In this heavenly relationship and glorious position, true liberty is found. A yoke of bondage is utterly inconsistent with the liberty into which sonship introduces us. “Put off thy shoes from off thy feet, for the place whereon thou standest is holy ground” (Ex. 3:5), is not the same thing as, “Bring forth the best robe, and put it on him; and put a ring on his hand, and shoes on his feet,” or, “Having therefore, brethren, boldness to enter into the holiest” (Heb. 10:19).

But this is not liberty for the flesh; were it so all men might presumptuously intrude into the holy presence of God, as did Uzziah the king, on whom the wrath of God fell for his temerity. Here the flesh has no place. It has no part in sonship. In the cross we, as after the flesh, have been judicially brought to an end, “I am crucified with Christ.” He came in the likeness of the flesh of sin, and in the judgment of the cross flesh was removed from before the face of God. If we live now according to God, it is Christ that liveth in us, for He is our life. Our old sinful selves have no title to recognition, nor will they at all manifest themselves if we abide in Him.

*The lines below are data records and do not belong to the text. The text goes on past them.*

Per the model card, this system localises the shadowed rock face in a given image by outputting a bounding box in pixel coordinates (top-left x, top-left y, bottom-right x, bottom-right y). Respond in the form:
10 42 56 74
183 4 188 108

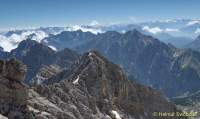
0 59 28 119
29 51 184 119
0 58 27 81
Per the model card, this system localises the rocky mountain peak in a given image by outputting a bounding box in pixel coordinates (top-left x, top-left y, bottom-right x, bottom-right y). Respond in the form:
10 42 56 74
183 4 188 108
0 58 27 81
0 59 28 119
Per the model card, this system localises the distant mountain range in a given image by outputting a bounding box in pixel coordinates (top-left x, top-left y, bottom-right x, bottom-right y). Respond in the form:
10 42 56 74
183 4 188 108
0 51 184 119
0 20 200 119
0 19 200 51
1 30 200 97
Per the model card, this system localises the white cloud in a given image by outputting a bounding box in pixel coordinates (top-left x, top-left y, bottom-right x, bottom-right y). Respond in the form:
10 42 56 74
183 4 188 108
142 26 163 34
90 20 100 26
195 28 200 34
48 45 57 51
165 28 179 32
0 31 48 52
66 25 103 34
186 20 200 26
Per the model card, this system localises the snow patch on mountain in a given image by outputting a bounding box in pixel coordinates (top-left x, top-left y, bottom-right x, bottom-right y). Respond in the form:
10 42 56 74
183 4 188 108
111 110 121 119
142 26 163 34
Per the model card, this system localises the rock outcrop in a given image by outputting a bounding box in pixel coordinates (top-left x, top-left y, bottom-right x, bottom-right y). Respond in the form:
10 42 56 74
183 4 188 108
0 51 185 119
0 59 28 119
29 51 184 119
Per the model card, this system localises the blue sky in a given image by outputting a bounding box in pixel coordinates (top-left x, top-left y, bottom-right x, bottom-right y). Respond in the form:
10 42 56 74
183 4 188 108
0 0 200 29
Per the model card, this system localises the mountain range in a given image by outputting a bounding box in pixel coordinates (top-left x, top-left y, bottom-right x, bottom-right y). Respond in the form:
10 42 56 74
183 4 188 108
0 51 186 119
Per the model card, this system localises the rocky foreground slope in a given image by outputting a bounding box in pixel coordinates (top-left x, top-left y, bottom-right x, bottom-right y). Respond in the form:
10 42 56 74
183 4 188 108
0 51 184 119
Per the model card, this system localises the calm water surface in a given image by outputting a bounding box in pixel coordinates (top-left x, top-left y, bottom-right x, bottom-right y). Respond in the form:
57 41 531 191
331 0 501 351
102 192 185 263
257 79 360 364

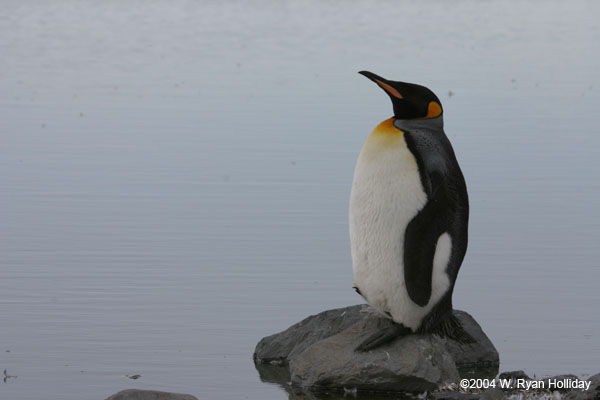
0 0 600 400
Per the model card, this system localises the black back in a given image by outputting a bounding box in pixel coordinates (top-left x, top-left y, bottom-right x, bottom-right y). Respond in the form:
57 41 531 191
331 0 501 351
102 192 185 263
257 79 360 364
395 117 469 314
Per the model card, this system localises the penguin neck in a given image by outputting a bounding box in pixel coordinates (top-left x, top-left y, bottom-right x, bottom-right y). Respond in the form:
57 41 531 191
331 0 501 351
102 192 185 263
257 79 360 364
394 115 444 131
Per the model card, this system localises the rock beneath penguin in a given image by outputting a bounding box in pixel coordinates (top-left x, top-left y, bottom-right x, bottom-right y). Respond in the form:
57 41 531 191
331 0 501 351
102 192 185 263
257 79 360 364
498 370 531 381
289 315 459 392
106 389 198 400
542 374 579 392
479 388 506 400
254 305 498 392
254 304 368 365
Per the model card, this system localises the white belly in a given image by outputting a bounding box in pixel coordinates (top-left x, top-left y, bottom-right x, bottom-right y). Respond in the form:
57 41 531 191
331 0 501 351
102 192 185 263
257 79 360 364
349 132 452 330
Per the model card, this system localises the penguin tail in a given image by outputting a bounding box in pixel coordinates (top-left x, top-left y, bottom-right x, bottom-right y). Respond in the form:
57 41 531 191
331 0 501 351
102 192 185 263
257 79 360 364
432 314 477 344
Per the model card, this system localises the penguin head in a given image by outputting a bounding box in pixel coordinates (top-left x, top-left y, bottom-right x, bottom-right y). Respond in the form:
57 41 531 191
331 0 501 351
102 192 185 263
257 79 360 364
359 71 443 119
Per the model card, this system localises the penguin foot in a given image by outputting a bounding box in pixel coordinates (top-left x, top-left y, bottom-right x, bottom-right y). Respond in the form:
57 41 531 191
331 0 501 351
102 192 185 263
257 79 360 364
432 315 477 344
354 323 412 353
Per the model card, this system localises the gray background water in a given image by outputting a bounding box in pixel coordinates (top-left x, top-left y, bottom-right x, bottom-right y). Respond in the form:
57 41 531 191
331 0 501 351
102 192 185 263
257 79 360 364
0 0 600 400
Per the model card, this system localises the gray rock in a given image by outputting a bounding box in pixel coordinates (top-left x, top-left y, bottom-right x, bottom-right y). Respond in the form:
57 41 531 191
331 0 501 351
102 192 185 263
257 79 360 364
498 370 531 380
479 388 506 400
106 389 198 400
290 315 459 392
254 304 368 365
427 390 479 400
254 305 498 392
563 374 600 400
542 374 579 392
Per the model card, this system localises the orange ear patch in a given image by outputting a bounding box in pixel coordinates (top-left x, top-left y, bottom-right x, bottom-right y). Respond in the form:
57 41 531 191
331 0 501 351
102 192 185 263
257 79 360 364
375 79 402 99
425 101 442 118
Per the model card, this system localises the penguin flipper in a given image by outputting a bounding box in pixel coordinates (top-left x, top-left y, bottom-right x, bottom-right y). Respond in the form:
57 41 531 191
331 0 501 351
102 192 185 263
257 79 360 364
403 131 456 307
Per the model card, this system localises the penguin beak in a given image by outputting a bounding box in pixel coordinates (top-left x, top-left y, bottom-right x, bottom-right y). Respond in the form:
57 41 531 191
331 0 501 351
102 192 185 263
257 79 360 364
359 71 403 100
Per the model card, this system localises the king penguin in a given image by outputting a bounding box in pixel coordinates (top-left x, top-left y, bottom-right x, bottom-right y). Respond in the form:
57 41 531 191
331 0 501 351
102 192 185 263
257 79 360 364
349 71 471 351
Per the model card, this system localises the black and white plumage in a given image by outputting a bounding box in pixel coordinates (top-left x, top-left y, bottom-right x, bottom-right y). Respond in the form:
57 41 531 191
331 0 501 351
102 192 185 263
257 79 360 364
350 72 469 348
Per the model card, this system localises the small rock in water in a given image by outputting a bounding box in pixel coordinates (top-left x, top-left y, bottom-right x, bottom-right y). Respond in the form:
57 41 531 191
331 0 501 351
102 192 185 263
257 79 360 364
498 370 531 380
106 389 198 400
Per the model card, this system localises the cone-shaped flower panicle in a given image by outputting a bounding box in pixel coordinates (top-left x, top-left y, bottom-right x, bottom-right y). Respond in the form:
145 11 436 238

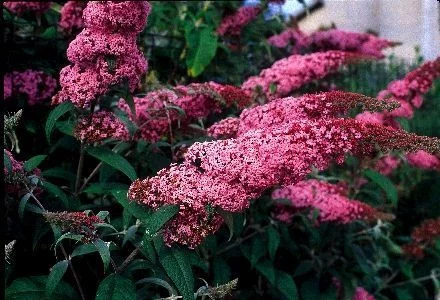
272 179 392 224
356 57 440 128
3 69 57 105
52 1 150 108
208 117 240 139
268 28 396 58
402 218 440 259
119 82 251 142
3 1 51 15
3 149 41 195
128 115 440 247
218 91 398 136
406 150 440 171
242 51 370 97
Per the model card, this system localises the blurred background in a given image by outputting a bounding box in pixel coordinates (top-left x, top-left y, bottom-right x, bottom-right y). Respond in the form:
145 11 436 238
268 0 440 59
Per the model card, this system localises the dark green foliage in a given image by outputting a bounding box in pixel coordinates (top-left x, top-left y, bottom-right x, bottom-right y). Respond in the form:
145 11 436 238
3 1 440 300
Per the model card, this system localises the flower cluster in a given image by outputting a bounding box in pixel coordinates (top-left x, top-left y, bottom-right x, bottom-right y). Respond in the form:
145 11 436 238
272 179 392 224
119 82 251 142
3 149 41 195
3 70 57 105
208 91 398 138
374 155 400 176
268 28 395 58
3 1 51 15
207 117 240 139
217 6 261 36
356 58 440 175
52 1 150 108
58 1 86 35
74 111 130 143
356 57 440 128
406 150 440 171
267 28 308 50
242 51 362 97
43 211 104 243
352 286 376 300
128 115 440 247
402 218 440 259
333 277 376 300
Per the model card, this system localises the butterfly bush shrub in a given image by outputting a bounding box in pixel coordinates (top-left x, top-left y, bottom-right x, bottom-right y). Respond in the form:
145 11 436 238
3 1 440 300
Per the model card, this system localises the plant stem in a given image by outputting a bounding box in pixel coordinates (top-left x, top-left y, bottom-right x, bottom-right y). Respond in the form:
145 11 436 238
78 162 102 194
60 243 86 300
28 188 86 300
75 142 85 196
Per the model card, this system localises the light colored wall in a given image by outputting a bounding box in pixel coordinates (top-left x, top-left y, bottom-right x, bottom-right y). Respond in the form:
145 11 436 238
299 0 440 59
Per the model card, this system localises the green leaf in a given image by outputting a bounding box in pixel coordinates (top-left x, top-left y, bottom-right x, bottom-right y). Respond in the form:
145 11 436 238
3 149 12 174
293 260 313 277
212 256 231 285
46 260 69 298
111 190 151 221
267 227 280 260
43 181 69 208
145 205 179 238
364 169 398 206
122 225 139 247
42 167 75 182
255 261 299 300
95 274 136 300
185 27 218 77
275 270 299 300
352 245 374 274
241 236 267 266
40 26 57 40
158 249 194 300
18 193 31 219
87 147 137 181
124 259 155 274
93 239 110 272
136 277 177 296
70 244 98 258
218 210 234 242
5 276 78 300
255 261 276 285
55 232 84 248
45 102 75 144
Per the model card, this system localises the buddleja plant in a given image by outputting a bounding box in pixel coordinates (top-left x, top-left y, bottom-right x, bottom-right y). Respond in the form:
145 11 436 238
4 1 440 299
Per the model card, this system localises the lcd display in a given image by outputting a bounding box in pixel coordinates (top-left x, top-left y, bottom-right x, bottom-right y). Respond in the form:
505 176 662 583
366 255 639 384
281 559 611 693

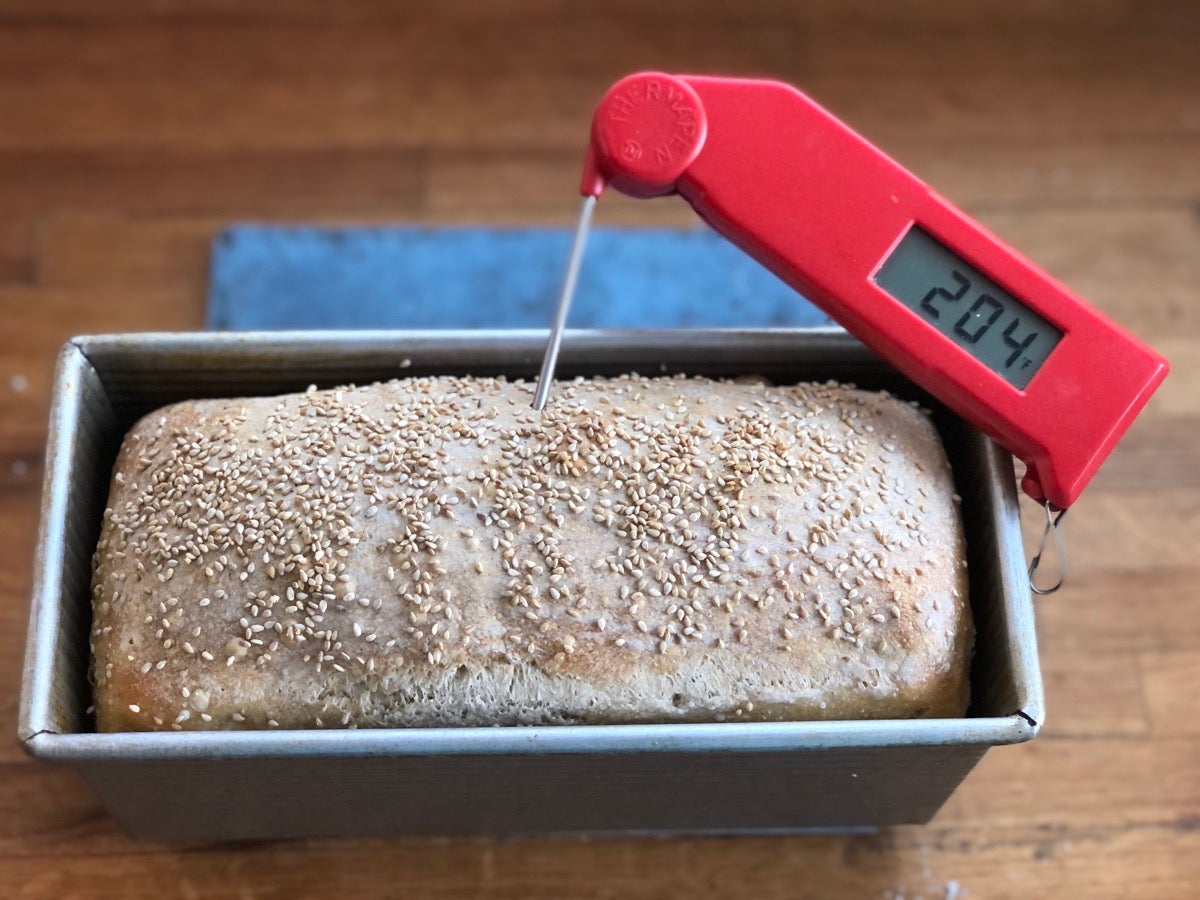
875 226 1062 388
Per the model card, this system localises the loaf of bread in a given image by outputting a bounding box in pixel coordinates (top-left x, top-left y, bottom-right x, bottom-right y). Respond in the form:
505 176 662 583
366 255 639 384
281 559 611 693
91 376 973 731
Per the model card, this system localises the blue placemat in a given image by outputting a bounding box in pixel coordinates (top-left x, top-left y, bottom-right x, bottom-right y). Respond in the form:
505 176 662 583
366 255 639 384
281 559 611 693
206 224 829 330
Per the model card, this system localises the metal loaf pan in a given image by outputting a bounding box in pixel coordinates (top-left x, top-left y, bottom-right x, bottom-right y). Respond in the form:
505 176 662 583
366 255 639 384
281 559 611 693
19 329 1043 840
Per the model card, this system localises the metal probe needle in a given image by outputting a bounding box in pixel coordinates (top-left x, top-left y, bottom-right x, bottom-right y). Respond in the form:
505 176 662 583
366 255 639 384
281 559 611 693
533 197 596 410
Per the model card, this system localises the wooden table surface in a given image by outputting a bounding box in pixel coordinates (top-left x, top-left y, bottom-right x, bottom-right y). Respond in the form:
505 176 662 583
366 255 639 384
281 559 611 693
0 0 1200 898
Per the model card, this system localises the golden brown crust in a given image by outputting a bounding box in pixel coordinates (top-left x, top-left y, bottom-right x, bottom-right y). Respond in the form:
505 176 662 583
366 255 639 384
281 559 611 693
92 377 972 731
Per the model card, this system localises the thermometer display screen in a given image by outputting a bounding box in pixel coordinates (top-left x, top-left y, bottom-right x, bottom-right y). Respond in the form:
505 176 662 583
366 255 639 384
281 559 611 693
875 226 1062 388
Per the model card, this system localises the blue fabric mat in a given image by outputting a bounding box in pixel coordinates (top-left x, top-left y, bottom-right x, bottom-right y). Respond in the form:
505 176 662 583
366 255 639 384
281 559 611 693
206 226 829 331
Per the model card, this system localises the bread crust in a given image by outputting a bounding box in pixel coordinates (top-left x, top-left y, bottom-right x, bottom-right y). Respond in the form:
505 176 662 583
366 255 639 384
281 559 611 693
91 376 973 731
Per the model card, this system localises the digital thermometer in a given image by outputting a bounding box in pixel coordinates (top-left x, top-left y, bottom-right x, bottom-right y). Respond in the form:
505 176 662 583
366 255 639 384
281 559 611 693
544 72 1168 509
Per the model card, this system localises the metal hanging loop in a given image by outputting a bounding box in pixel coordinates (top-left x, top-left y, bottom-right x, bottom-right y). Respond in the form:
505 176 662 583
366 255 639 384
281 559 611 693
1030 500 1067 596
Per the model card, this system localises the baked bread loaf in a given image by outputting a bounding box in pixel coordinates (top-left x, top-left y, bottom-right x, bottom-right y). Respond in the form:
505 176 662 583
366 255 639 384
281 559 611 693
91 376 973 731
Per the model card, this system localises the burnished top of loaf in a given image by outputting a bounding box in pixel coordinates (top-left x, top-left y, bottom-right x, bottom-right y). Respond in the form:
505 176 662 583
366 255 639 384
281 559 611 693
92 376 972 731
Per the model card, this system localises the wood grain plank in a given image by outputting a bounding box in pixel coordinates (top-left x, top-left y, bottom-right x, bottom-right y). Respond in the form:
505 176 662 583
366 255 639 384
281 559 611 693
2 0 1152 29
1138 657 1200 736
0 24 1200 149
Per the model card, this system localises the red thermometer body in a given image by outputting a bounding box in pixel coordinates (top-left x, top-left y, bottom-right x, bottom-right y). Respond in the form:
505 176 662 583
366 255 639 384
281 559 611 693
582 72 1168 509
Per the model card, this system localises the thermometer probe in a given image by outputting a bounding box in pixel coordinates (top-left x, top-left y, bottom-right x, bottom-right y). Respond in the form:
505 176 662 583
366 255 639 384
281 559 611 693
534 72 1168 509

We are no longer in flesh as regards our relationships with God, and with one another. We are in Spirit, if indeed God’s Spirit dwells in us, neither do we any longer belong to this present age. It goes on with a hypocritical acknowledgment of the law by which it was introduced; and that in the face of the gospel of the glory of the blessed God, and in spite of the fact that before their eyes appear the people who received that law by the disposition of angels as scattered throughout the earth without throne, temple, or priest, and without any practical link with God, or acknowledgment by Him except in a small remnant discoverable in the Church according to the election of grace—the Israel of God.

But these along with ourselves are delivered from this present evil age, and are a heavenly people, sons on our way to glory, there along with the Son, our Redeemer and Leader, to enter upon an inheritance that will take in the vast compass of redeemed creation—an eternal inheritance, incorruptible, undefiled, and that fadeth not away, to enjoy it all Him, and best of all to enjoy His love that surpasses knowledge, and to bask in the sunshine of His Father and His God, known to us as our Father and our God.

Knowing all these blessings brought to us in the glad tidings of God’s grace, we can well understand the fierce anathemas of the apostle against all, whether man or angel, who would preach anything as gospel other than that which he had preached, and which the Galatians had received. May we also be found contending earnestly for the faith once delivered to the saints.